Edward Behr cleaned up some of the difficulties in Bergamini’s work, and then there’s Hata in Japan, who unfortunately hasn’t always been very scholarly but his evidence is difficult to refute.
The essential point is that Hirohito wasn’t the figurehead-nerd-marine-biologist that what today we would call the fake news painted him as. The one thing I have never understood is why he didn’t simply abdicate to take responsibility and put his young son on the throne, then pull the strings from even further behind the curtain. Maybe not abdicating was part of the deal SCAP made with him to keep the country from revolting after the occupation began.

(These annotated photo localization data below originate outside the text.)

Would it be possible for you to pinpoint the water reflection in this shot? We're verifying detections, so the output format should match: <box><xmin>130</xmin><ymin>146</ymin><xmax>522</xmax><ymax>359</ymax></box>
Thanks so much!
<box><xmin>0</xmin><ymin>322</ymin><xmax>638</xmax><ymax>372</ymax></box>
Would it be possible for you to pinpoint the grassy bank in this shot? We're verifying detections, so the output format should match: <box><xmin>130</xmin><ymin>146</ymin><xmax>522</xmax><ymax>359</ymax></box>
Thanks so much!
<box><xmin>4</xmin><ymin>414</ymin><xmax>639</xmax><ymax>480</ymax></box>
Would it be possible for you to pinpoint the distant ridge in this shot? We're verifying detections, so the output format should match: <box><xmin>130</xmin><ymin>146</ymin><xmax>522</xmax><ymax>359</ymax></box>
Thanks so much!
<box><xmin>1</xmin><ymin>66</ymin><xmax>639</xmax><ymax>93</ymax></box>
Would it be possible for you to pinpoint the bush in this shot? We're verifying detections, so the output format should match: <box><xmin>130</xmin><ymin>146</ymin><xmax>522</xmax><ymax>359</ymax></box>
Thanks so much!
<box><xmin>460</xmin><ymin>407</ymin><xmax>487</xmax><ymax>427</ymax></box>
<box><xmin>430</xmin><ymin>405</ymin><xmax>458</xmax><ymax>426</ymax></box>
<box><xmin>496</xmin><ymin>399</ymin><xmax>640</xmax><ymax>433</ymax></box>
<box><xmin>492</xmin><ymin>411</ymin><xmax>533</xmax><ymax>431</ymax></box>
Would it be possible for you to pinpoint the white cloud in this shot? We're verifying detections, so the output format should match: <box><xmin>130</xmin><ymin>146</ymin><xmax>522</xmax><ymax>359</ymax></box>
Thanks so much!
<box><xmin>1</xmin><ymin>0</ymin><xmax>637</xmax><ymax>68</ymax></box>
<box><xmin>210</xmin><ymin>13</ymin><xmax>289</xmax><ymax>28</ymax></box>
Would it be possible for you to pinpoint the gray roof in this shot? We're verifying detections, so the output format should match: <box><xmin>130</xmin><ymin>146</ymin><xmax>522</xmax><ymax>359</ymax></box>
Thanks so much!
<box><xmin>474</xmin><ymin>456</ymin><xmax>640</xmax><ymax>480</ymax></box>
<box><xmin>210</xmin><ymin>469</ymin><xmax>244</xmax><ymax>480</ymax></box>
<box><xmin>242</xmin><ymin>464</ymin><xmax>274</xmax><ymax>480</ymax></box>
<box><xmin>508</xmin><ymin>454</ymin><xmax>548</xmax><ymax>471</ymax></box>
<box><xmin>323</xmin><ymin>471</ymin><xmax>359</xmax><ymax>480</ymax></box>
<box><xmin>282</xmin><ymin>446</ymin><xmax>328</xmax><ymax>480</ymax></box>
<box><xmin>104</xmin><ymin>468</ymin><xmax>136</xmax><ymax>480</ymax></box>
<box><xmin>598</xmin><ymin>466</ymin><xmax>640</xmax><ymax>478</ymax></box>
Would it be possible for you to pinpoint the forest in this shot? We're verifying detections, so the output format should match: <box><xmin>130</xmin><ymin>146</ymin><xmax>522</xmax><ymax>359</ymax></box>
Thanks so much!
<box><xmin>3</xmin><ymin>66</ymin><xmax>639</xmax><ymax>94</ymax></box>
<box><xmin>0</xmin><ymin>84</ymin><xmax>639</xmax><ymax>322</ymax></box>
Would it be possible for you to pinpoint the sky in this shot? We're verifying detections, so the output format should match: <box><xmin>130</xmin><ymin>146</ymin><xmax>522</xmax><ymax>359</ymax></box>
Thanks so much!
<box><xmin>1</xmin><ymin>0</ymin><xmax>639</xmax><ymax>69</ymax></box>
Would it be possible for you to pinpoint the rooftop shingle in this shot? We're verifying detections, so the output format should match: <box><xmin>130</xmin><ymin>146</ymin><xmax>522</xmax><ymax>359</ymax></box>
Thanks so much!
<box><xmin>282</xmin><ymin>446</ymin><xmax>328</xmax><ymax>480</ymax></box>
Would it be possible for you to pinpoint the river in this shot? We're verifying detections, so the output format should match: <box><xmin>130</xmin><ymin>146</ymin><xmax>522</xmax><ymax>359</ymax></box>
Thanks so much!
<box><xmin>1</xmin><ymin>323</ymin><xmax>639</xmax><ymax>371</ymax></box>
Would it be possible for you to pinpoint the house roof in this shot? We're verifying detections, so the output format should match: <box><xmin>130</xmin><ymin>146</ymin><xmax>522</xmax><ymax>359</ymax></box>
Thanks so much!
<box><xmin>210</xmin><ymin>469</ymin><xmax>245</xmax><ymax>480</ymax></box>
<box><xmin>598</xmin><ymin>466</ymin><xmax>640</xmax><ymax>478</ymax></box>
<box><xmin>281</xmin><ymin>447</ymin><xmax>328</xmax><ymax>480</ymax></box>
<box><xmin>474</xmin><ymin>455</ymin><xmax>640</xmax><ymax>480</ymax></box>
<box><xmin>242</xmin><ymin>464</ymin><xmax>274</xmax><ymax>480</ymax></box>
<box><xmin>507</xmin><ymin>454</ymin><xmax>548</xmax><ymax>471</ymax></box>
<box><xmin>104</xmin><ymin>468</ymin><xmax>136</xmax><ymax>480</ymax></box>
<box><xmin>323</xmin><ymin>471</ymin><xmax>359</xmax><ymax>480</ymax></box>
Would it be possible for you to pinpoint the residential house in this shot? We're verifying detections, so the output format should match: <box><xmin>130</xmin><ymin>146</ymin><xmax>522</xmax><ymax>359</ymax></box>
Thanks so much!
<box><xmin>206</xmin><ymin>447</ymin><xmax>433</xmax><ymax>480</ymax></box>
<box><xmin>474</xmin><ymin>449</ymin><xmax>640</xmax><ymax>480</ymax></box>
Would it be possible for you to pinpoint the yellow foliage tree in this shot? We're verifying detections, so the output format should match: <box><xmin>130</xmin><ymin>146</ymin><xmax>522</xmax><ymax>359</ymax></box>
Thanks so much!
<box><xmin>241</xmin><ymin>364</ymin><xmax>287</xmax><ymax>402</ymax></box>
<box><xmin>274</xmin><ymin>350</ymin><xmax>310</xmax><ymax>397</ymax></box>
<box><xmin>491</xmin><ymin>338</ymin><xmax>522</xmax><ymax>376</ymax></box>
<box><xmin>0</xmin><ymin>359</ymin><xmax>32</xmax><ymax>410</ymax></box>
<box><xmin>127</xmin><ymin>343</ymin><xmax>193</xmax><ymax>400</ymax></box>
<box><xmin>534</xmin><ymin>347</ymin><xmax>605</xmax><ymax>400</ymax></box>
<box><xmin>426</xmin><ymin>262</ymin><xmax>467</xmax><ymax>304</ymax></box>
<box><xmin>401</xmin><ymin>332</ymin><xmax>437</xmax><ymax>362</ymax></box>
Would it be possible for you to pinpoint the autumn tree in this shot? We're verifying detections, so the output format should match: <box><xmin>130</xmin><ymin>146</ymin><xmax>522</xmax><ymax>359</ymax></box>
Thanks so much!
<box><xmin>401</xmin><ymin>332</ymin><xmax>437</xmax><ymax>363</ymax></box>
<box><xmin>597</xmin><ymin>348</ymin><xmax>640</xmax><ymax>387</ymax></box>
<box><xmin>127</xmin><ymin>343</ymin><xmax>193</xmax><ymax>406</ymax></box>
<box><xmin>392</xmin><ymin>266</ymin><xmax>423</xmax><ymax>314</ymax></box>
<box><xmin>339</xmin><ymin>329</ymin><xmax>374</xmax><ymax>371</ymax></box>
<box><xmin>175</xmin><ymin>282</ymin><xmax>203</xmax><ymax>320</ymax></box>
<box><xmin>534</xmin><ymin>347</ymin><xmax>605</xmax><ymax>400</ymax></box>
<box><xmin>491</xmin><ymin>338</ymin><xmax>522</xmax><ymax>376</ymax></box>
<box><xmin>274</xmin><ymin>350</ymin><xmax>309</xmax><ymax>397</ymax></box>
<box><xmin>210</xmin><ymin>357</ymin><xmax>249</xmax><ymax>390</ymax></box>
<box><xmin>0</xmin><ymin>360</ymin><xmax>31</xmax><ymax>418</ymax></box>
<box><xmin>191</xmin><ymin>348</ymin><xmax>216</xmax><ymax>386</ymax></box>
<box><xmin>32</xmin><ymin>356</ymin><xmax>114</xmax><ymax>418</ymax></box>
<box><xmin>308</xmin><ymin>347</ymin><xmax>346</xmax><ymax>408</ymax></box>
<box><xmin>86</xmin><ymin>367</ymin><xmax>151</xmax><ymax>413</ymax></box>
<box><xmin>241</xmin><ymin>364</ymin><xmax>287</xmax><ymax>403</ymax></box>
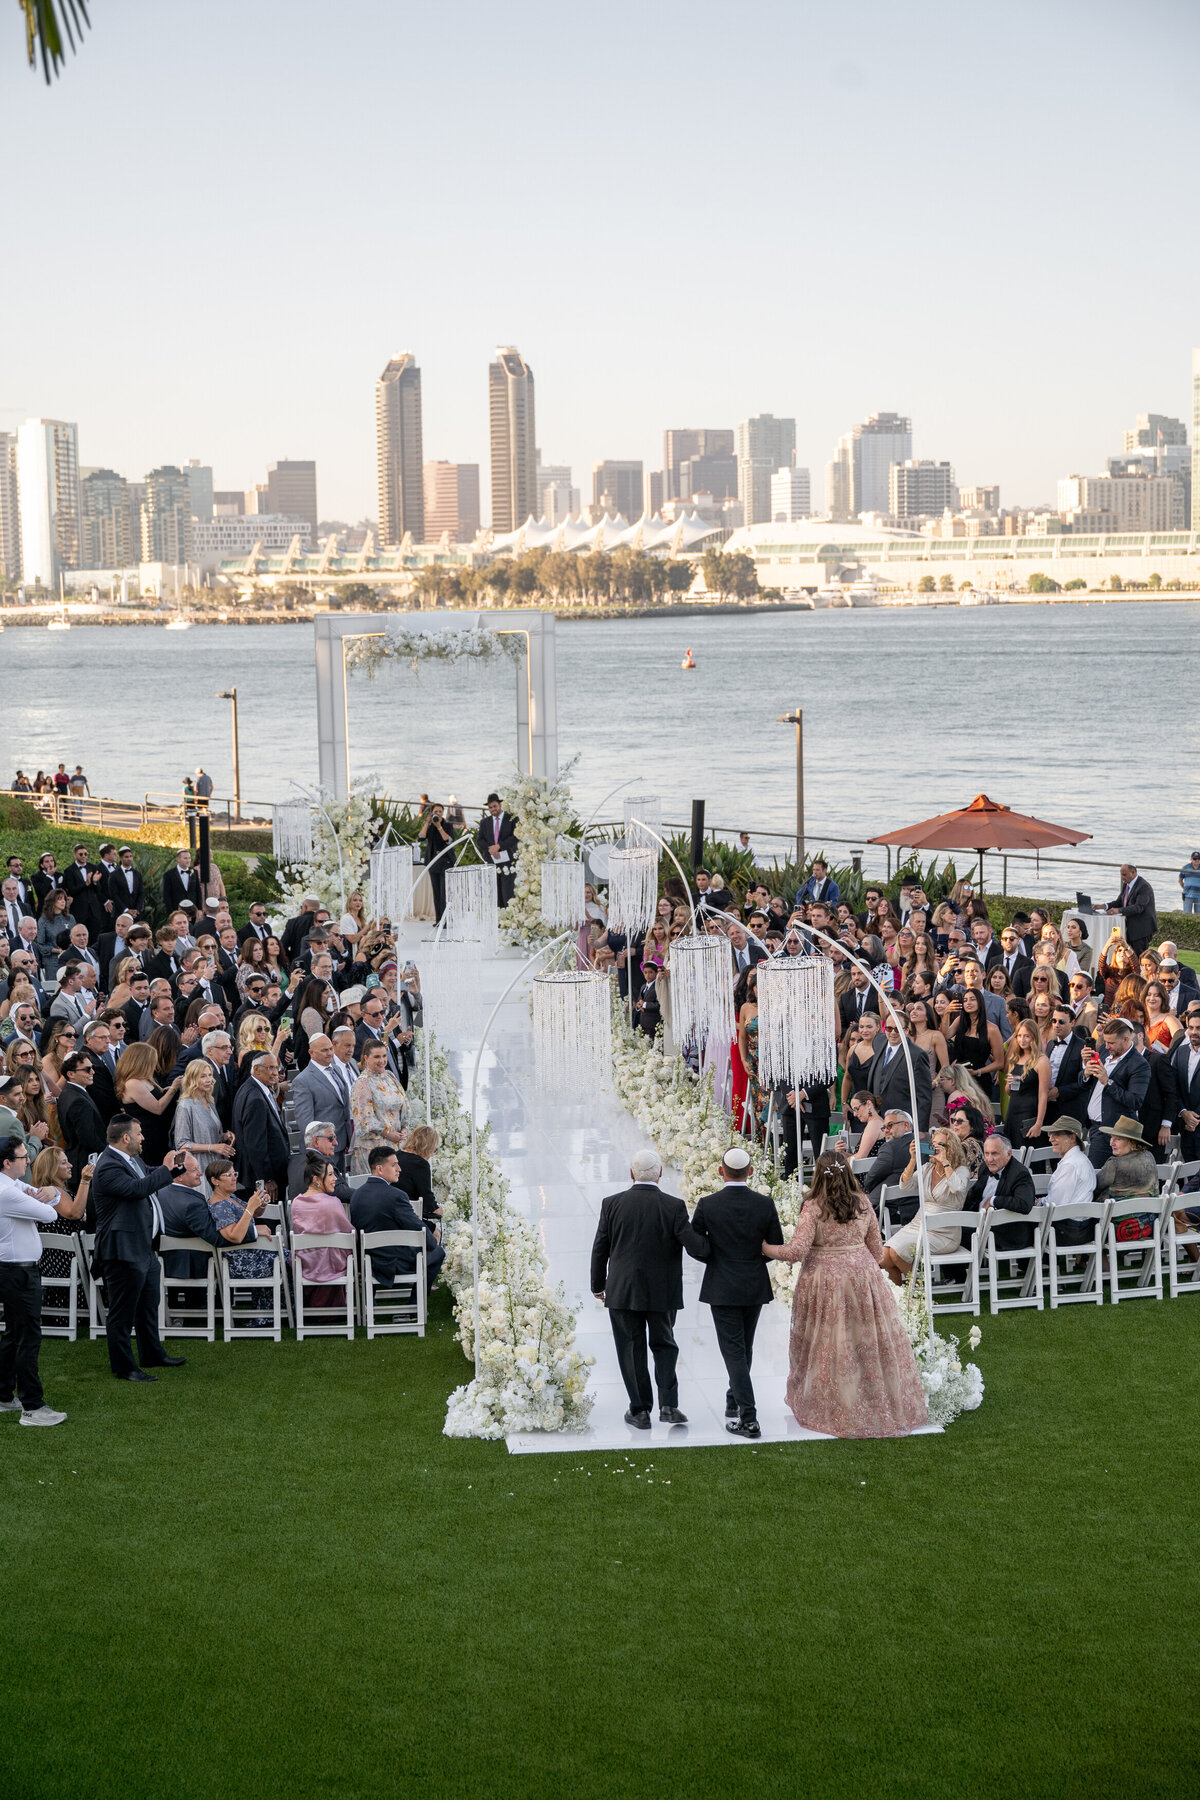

Yep, which would have been a bit hard to believe in any case given Hirohito's occasional public appearance in uniform and on horseback. But it's a reasonable assumption in Japan because nearly all of modern Japanese history (Tokugawa through Meiji) has the Emperor a virtual prisoner of the military. I sort of lean toward Bergamini's picture of a 25-year-old taking over from his father and wanting to assert himself and his country in a new, exciting, industrializing, expansionist world. It's a little hard to accept that Hirohito was either ignorant of or incurious about the invasion of Manchuria in 1931 and of China in 1937. That was a decade of warfare before Pearl Harbor. He wasn't cleaning test tubes all that time.